If it doesn’t inhibit booting, I would like it if we had an option to require a specific (my) Yubi key to be present in order to boot and launch any OS or to access the BIOS settings.


This question will likely reveal how old all of my current laptops are:

I just noticed this track pad doesn’t have buttons.
How does someone right click with one of these?


You can right click with this by pressing or clicking with two fingers instead of one. Alternatively, you can switch the right side of your touch pad to a right-click (Not sure about this on windows but it’s true for me on Linux).


A lot of the newer thinkpads still has left and right click buttons by the trackpad but then you don’t need to use them. Almost all new computers have trackpads with built in left and right click so if you press down on the left or right hand side of the trackpad, it will act as a left or right click. It’s quite hard to explain, I would recommend you go in an electronics store and find a laptop on display and try it for yourself. Ask your in the store how the trackpads work, they are usually quite good at explaining those things.

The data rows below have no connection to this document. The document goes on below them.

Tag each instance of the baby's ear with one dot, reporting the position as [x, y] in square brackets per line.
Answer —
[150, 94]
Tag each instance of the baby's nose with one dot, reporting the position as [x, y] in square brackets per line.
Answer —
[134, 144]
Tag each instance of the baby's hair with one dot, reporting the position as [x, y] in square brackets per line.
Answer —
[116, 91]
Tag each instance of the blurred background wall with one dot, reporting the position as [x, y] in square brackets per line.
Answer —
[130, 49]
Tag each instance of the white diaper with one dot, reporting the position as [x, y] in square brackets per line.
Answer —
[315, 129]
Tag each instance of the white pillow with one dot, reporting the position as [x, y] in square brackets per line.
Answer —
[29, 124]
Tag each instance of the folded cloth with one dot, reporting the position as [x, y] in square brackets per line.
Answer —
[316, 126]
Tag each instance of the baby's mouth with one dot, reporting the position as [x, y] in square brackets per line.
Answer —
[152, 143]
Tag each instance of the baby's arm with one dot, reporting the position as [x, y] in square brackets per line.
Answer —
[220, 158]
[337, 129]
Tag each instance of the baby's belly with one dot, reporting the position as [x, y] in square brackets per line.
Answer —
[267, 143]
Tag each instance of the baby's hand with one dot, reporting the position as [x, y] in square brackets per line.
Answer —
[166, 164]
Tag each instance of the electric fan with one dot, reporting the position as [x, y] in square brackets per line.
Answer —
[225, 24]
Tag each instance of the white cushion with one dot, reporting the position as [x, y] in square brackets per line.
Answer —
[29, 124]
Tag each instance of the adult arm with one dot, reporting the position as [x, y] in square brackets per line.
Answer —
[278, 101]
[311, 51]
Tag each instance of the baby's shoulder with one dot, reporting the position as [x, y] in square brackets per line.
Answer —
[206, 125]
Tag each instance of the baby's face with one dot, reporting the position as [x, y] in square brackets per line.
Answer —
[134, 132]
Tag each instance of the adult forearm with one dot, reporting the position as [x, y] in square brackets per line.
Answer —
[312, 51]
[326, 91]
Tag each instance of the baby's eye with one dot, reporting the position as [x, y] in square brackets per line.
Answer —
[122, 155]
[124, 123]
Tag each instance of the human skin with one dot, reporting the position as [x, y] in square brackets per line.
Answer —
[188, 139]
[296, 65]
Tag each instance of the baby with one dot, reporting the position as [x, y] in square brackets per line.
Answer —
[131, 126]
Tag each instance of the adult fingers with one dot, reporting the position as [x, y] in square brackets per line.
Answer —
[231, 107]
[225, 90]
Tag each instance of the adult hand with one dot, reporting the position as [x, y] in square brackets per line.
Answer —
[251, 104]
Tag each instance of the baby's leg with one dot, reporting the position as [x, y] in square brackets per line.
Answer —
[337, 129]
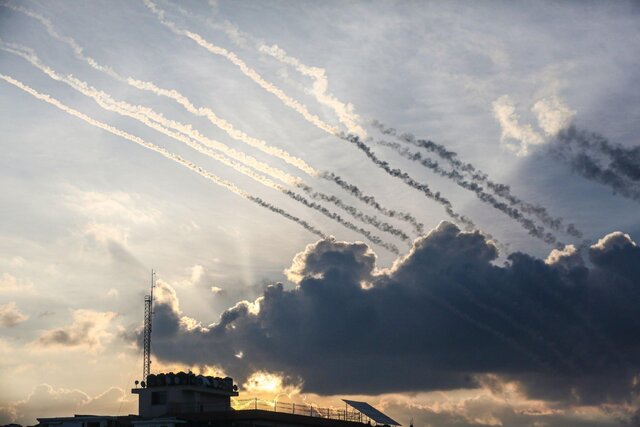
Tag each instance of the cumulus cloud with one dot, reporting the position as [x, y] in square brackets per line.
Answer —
[89, 330]
[553, 115]
[515, 136]
[10, 315]
[439, 319]
[48, 401]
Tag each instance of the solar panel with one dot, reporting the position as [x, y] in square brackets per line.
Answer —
[371, 412]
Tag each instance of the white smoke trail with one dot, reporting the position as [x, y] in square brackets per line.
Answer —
[168, 93]
[147, 117]
[287, 100]
[344, 111]
[165, 153]
[244, 68]
[222, 124]
[155, 120]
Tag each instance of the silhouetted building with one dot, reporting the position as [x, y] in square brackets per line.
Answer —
[189, 400]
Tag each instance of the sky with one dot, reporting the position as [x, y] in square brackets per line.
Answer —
[430, 206]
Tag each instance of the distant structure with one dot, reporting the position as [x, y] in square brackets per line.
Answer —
[148, 323]
[185, 399]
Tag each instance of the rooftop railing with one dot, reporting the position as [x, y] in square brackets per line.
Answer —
[304, 409]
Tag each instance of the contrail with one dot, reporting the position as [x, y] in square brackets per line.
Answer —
[587, 151]
[380, 225]
[246, 70]
[302, 110]
[238, 163]
[343, 111]
[216, 120]
[169, 93]
[371, 201]
[423, 188]
[171, 156]
[533, 229]
[501, 190]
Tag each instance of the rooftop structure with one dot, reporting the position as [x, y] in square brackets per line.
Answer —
[185, 399]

Usually, the bottom edge of the trackpad simulates the left and right click buttons - so either tap/click with two fingers, or click on the bottom right of the trackpad :slight_smile:


The touchpad sounded great, until I read this detail. Assuming @jeshikat is right about the hinge, will it be practically feasible for users to experiment with other kinds of touchpads, assuming they have sufficient skills in electronics, programming, etc. and are willing to modify their Framework in the process? Or do Framework themselves perhaps plan to offer other options?

Subjectively speaking, I’ve never liked using hinged touchpads of any kind in the past and I wouldn’t expect the user experience to be radically different with Framework’s touchpad, however well-engineered it is in other respects. (Personally I’d prefer to use a hingeless capacitive touchpad – ideally with a few physical buttons to make middle-clicking easy, though a pressure-sensitive touchpad might be able to emulate three buttons well enough; for example something from the Cirque GlideSense series might work – that’s just the first example I found of a hingeless and pressure-sensitive touchpad).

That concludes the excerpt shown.